In 2023, renewables developer ACEN Australia was forced to revise its plans for a $1.6B wind farm on Robbins Island in Tasmania's north-west following a condition imposed by the EPA which required a five-month annual shutdown due to the migration of the critically endangered orange-bellied parrot. The proposed 900 MW Robbins Island wind farm's turbine count was reduced from 122 to 100, with maximum height lowered from 270 m to 212 m. The wind farm is vital for Tasmania's 200% renewable energy goal by 2040 and aligns with national emission reduction targets. The project, adjacent to Jim's Plain Renewable Energy Park, intends to span Robbins Island's western section with potential battery storage. While approved by the Circular Head Council, State and Federal Governments, the wind farm proposal has faced opposition by environmental groups, including the Bob Brown Foundation over ecological concerns.

===Licensing and permits===
The EPA issues permits and licenses for various activities that have the potential to impact the environment. This includes industries, businesses, and other entities that may discharge pollutants into the air or water, generate waste, or engage in activities that could harm the ecosystem.

===Compliance and enforcement===
The EPA ensures that individuals and organizations adhere to environmental laws and regulations. It conducts inspections, investigates complaints, and takes enforcement actions when violations are identified. These actions can range from fines and penalties to legal action, depending on the severity of the violation.

====Illegal dumping of industrial waste====
In 2023, the EPA began investigating the illegal disposal of controlled waste at multiple sites in the state's north and north-west. The waste likely stems from scrap metal shredding and processing, containing plastics, foam, rubber, fabrics, wood fibers, soil, metals, hydrocarbons, and chemicals. Hundreds of tonnes of this material may have been misrepresented as inert or general waste. Suspected sites include private and municipal landfills, as well as privately owned land. Chemical analysis of samples reveals cadmium, copper, zinc, lead, nickel, hydrocarbons, and other contaminants, classifying it as controlled waste. Despite not being soil, the EPA rates it as level 4 contaminated soil due to high contamination. Safe disposal in Tasmania is limited to the Copping C-Cell facility, with approved transporters. The EPA is notifying relevant parties about environmental risks and checking for additional waste sites. Greens MP Rosalie Woodruff urged the State Government to impose more stringent permit conditions, ensuring complete adherence and strict enforcement of any violations.

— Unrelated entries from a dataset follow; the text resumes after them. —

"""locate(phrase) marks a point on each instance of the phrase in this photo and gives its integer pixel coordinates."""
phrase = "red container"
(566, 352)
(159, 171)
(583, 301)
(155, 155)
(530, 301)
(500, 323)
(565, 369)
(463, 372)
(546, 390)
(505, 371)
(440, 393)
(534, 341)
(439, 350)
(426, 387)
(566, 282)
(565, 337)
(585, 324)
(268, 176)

===Public awareness and education===
The EPA plays a role in raising public awareness about environmental issues and promoting sustainable practices. It may engage in educational campaigns, provide resources for individuals and communities, and collaborate with stakeholders to foster environmental stewardship.

===Policy development===
The agency may contribute to the development of environmental policies and strategies at the state and local levels. This could involve participating in discussions, providing expert advice, and offering recommendations to government bodies.